9 of 9 If you were advising a young man/woman hoping to launch a career as an entrepreneur, which “dos” and “don’ts” would you share?
As a Jew, I have a koach I didn’t have before my conversion, and this koach seems proportional to my level of dveikus. No matter what I do in This World, my level of impact is proportional to my ability to listen and trust Hashem, my G-d and my “gut.” Listen to it fearlessly, and Hashem will use you as His tool.
And, I would say, you don’t have to shy away from a career in technology because you feel you’re putting your dveikus at risk. Rather, change technology for the better, because that’s what Jews do.

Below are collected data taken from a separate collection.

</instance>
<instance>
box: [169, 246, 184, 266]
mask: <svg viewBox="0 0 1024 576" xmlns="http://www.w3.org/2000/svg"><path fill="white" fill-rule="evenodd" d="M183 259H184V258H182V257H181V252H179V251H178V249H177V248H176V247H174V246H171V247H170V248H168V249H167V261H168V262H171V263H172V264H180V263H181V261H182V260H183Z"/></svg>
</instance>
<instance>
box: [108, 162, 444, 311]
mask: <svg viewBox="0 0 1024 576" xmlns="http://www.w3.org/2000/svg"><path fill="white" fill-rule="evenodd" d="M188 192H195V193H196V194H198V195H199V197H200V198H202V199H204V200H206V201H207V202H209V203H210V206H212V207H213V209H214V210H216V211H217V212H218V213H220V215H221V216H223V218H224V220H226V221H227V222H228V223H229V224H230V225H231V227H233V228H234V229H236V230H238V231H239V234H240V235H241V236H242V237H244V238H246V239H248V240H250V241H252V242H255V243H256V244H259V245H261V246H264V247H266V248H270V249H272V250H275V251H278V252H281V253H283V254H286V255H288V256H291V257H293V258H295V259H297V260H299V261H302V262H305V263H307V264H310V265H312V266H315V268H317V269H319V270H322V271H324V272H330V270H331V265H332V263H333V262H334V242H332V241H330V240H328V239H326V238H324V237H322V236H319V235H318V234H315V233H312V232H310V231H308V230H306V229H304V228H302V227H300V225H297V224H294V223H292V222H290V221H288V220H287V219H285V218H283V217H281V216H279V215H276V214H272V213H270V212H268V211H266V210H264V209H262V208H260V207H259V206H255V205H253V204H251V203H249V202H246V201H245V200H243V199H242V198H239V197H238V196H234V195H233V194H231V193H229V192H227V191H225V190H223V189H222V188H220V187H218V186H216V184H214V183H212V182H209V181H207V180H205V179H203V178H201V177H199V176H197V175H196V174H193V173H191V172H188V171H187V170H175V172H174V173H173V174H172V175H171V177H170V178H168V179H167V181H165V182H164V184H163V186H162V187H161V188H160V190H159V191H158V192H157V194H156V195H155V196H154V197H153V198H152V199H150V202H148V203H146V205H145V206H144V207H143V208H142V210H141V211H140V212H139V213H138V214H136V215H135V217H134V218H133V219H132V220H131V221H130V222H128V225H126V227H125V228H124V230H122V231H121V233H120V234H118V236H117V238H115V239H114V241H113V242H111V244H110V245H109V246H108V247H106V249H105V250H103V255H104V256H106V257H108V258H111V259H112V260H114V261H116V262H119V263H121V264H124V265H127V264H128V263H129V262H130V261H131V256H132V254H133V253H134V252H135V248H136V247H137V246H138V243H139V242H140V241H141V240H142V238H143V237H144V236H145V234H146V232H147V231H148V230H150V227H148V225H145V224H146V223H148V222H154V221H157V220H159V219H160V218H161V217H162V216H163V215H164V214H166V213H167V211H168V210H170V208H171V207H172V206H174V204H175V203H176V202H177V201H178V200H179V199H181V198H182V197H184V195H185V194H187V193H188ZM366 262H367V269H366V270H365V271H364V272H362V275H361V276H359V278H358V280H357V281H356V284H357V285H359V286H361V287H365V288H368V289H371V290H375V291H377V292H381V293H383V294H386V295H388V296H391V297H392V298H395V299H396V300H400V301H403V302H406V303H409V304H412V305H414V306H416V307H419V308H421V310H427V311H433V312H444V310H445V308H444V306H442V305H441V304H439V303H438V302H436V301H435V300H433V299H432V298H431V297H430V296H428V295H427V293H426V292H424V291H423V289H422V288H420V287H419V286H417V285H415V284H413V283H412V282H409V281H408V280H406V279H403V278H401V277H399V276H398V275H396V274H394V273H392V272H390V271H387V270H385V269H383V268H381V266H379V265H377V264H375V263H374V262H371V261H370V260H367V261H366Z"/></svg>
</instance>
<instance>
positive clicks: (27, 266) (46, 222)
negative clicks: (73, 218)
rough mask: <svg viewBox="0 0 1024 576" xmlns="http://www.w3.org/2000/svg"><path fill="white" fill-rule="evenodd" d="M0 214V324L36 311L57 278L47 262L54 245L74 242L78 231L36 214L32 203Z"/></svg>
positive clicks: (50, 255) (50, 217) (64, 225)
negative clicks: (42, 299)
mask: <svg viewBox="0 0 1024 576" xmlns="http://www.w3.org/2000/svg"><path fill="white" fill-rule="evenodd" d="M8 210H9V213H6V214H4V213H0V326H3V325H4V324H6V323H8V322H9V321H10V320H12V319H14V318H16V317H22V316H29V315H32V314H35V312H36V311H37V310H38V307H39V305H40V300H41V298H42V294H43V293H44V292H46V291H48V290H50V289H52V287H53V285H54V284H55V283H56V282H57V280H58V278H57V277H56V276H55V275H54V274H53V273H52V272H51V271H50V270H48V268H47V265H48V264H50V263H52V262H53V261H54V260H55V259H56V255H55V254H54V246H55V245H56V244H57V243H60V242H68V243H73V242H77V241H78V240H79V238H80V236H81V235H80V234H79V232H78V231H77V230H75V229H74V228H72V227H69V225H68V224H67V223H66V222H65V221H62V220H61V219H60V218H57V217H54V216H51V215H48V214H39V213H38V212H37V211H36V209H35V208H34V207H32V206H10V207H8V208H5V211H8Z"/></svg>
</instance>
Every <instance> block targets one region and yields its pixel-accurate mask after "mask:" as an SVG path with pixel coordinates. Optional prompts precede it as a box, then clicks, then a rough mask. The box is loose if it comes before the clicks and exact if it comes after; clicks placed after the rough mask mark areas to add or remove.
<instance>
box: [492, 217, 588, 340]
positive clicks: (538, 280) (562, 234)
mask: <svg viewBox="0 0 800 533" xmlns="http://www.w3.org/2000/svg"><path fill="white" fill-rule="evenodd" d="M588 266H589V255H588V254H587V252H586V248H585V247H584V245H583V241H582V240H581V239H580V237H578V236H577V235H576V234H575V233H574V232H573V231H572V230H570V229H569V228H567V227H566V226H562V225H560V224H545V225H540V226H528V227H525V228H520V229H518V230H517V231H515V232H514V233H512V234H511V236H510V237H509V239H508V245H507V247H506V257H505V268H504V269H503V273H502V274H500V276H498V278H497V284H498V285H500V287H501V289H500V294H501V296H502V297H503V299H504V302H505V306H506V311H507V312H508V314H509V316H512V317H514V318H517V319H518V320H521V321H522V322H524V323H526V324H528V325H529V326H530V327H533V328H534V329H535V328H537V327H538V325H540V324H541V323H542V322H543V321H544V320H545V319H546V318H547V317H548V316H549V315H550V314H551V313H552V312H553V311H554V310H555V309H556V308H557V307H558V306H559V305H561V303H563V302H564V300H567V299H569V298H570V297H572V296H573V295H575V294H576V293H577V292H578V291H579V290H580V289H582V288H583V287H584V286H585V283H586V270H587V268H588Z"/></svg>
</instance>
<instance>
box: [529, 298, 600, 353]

Our influence on technology has been largely absent because we have sheltered ourselves out of the fear of tainting our relationship with Hashem. Technology needs the strength of Torah influence. We must keep our dveikus with Hashem our priority. As we enter our careers, we can bring Torah into the equation, where it may be largely absent. Today, it’s nearly impossible to create the changes in the world that Hashem wants of us without the use of technology, and it’s our obligation to make it better.